| Alexander De Croo | |
|---|---|
Alexander De Croo (October 2011) |
|
| Born | 3 November 1975 Vilvoorde, Belgium |
| Nationality | |
| Occupation | politician, economist, businessman |
Alexander De Croo (Vilvoorde, born 3 November 1975) is a Flemish liberal politician, economist and businessman.[1] He was elected chairman of his political party (Open Flemish Liberals and Democrats (Open VLD)) on 12 December 2009.
Alexander De Croo is the son of former Belgian minister and president of the Chamber of Representatives Herman De Croo. In 1998, he graduated in Business Engineering at the Vrije Universiteit Brussel.
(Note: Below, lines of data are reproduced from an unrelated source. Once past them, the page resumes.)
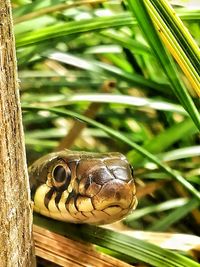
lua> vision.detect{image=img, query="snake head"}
[29,150,137,224]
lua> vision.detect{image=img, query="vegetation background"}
[12,0,200,267]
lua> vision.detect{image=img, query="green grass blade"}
[22,105,200,200]
[148,199,199,231]
[124,198,188,226]
[128,118,197,164]
[16,14,136,48]
[34,215,198,267]
[127,0,200,130]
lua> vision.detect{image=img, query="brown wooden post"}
[0,0,34,267]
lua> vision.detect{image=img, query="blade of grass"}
[124,198,188,226]
[127,0,200,130]
[128,118,197,164]
[34,215,198,267]
[151,0,200,77]
[16,14,136,48]
[146,1,200,96]
[23,94,187,115]
[159,146,200,161]
[148,199,199,231]
[44,52,168,91]
[22,105,200,200]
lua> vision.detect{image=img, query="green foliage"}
[13,0,200,266]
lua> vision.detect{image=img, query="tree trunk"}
[0,0,34,267]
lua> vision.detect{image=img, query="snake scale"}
[29,150,137,225]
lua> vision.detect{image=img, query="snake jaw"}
[30,151,137,224]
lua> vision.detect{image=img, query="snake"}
[29,150,137,225]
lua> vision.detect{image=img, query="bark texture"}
[0,0,34,267]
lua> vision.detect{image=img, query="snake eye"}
[129,164,135,177]
[52,165,71,187]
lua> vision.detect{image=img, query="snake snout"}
[92,180,135,213]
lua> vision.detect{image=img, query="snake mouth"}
[92,180,135,214]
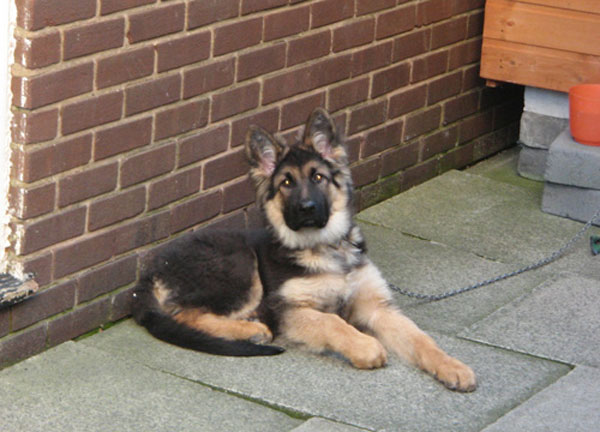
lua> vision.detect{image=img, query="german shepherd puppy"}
[133,109,476,391]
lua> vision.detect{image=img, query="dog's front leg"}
[350,263,476,391]
[282,307,387,369]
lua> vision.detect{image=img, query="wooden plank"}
[483,0,600,55]
[480,39,600,92]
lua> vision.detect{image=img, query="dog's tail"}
[132,286,284,356]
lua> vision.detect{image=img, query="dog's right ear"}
[246,125,283,178]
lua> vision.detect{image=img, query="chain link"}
[389,208,600,301]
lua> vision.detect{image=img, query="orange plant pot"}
[569,84,600,146]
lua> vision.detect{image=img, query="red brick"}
[427,71,462,105]
[61,91,123,135]
[327,77,369,112]
[58,163,118,207]
[94,117,152,161]
[15,0,96,30]
[127,3,185,43]
[231,108,279,147]
[188,0,240,29]
[125,74,181,116]
[281,92,325,130]
[12,281,76,331]
[333,18,375,52]
[17,207,86,255]
[352,41,392,77]
[88,187,146,231]
[15,31,60,69]
[121,143,175,187]
[11,108,58,144]
[63,18,125,60]
[392,28,431,62]
[177,125,229,167]
[183,58,235,99]
[237,43,285,81]
[96,47,154,89]
[171,191,222,233]
[262,55,351,104]
[202,149,248,190]
[10,183,56,219]
[388,85,427,118]
[264,6,310,41]
[287,30,331,66]
[376,5,417,39]
[154,99,208,140]
[13,135,92,183]
[311,0,354,28]
[211,82,260,122]
[77,256,137,304]
[412,51,448,82]
[156,31,211,72]
[213,18,263,56]
[348,101,386,135]
[11,63,94,109]
[148,167,202,210]
[371,63,410,98]
[404,106,442,141]
[100,0,158,15]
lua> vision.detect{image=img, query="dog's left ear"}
[303,108,346,163]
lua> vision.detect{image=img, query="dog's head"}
[246,109,352,248]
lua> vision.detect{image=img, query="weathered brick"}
[202,149,248,190]
[183,58,235,99]
[213,18,263,56]
[11,108,58,144]
[15,31,60,69]
[15,0,96,30]
[171,191,222,233]
[333,18,375,52]
[404,106,442,141]
[125,74,181,116]
[177,124,229,167]
[58,162,118,207]
[376,4,417,39]
[127,3,185,43]
[121,143,175,187]
[11,63,94,109]
[12,134,92,183]
[371,63,410,98]
[17,207,86,255]
[77,256,137,304]
[237,43,285,81]
[311,0,354,28]
[63,18,125,60]
[88,187,146,231]
[156,31,211,72]
[154,99,208,140]
[61,90,123,135]
[264,6,310,41]
[287,30,331,66]
[187,0,240,29]
[96,47,154,89]
[94,117,152,161]
[148,167,202,210]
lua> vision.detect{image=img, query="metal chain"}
[389,208,600,301]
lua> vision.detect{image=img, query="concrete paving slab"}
[483,366,600,432]
[0,342,301,432]
[360,223,549,334]
[460,273,600,367]
[80,321,570,432]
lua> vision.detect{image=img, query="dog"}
[133,108,476,392]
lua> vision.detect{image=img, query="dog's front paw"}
[434,356,477,392]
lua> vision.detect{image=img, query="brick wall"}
[0,0,521,364]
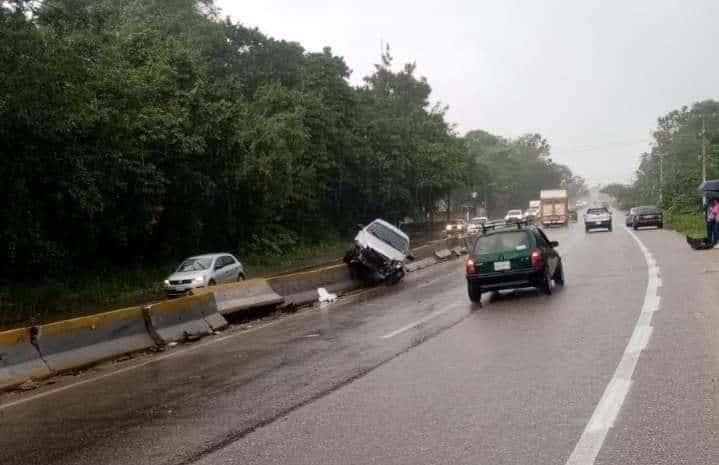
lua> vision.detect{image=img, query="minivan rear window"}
[474,231,529,255]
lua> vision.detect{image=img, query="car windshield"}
[474,231,529,255]
[177,257,212,272]
[367,223,409,253]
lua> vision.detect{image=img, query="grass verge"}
[664,210,707,237]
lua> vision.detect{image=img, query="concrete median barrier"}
[267,264,363,306]
[142,292,227,345]
[200,278,285,315]
[37,307,155,372]
[0,328,50,390]
[404,256,437,273]
[434,249,452,260]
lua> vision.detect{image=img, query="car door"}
[225,255,240,282]
[535,229,559,276]
[220,255,232,283]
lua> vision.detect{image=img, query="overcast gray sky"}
[216,0,719,183]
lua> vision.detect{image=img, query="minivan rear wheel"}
[467,281,482,303]
[539,272,552,295]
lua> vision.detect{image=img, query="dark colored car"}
[624,207,637,228]
[632,205,664,229]
[466,224,564,302]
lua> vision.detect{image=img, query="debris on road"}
[317,287,337,303]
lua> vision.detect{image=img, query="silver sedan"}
[164,253,245,297]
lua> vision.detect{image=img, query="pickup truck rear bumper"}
[467,268,544,292]
[584,220,612,230]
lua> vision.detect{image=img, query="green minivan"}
[466,224,564,302]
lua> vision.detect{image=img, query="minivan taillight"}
[466,258,477,275]
[532,249,544,269]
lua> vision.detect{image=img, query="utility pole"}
[659,150,664,207]
[702,114,707,182]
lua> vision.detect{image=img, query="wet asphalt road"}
[0,223,719,465]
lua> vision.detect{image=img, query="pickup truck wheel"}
[385,268,404,286]
[467,281,482,303]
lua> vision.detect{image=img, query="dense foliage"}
[0,0,581,278]
[603,100,719,214]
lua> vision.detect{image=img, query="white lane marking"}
[382,306,454,339]
[566,230,662,465]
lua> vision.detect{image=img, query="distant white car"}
[164,253,245,297]
[504,210,524,223]
[444,218,467,237]
[467,216,489,236]
[584,207,612,232]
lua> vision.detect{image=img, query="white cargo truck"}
[539,189,569,226]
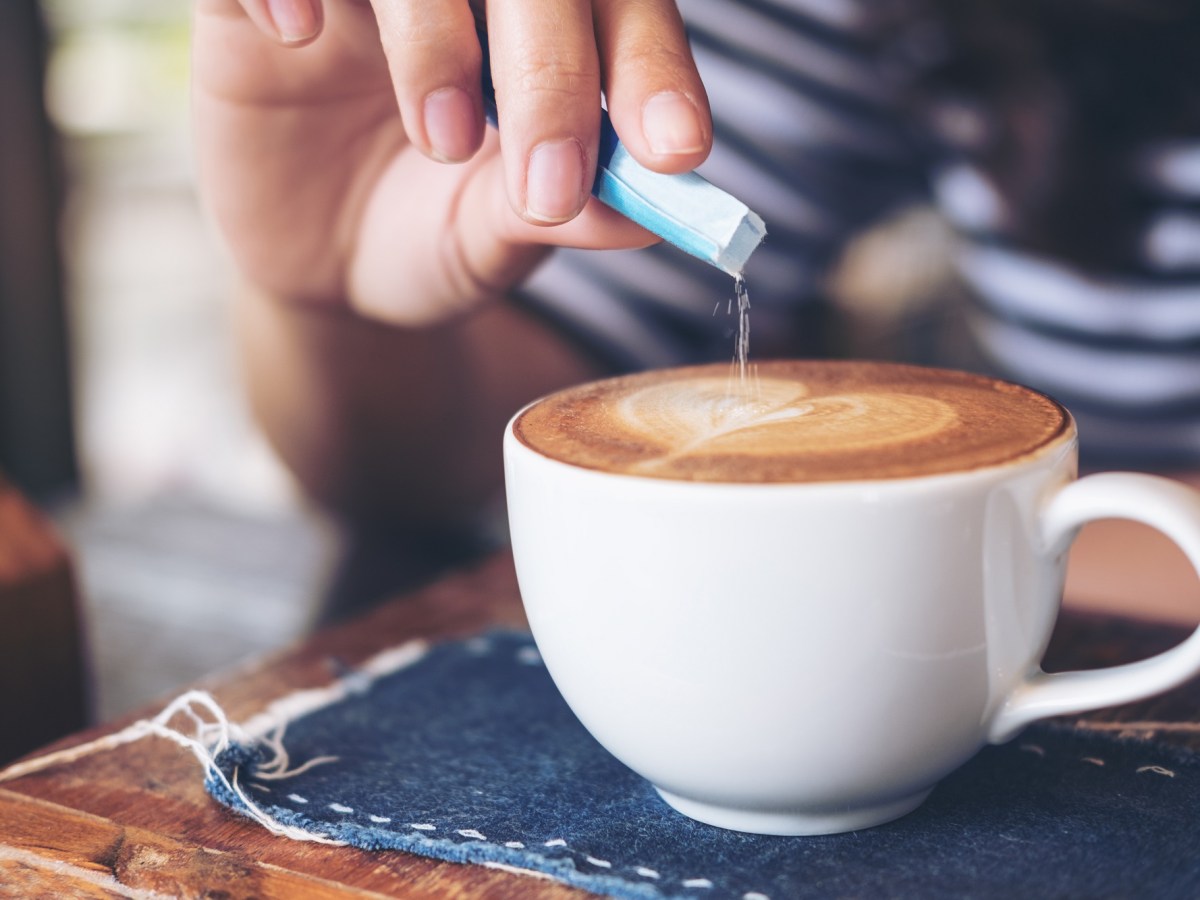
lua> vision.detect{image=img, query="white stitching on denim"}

He attended Northwestern University in Chicago in 2002 to complete an MBA at the Kellogg School of Management.
Before his political career, Alexander De Croo became a project leader of The Boston Consulting Group in 1999. Starting from 2006, he founded a new company called Darts-ip specialized in providing service to Intellectual Property professionals.[2][3]
In 2009, he participated for the first time in politics with the European elections of 2009. He received 47.779 preference votes while being positioned tenth on the party ballot.
On 26 October 2009, he became a candidate for the presidency of his political party Open VLD to succeed the transitional president Guy Verhofstadt. He chose Vincent Van Quickenborne and Patricia Ceysens as his running mates to compete against Marino Keulen and Gwendolyn Rutten. On 12 December 2009, he was elected president in the second round with 11.676 votes. Marino Keulen received 9.614 votes.[4] His election is remarkable because he does not have any previous experience practicing a political mandate.[5]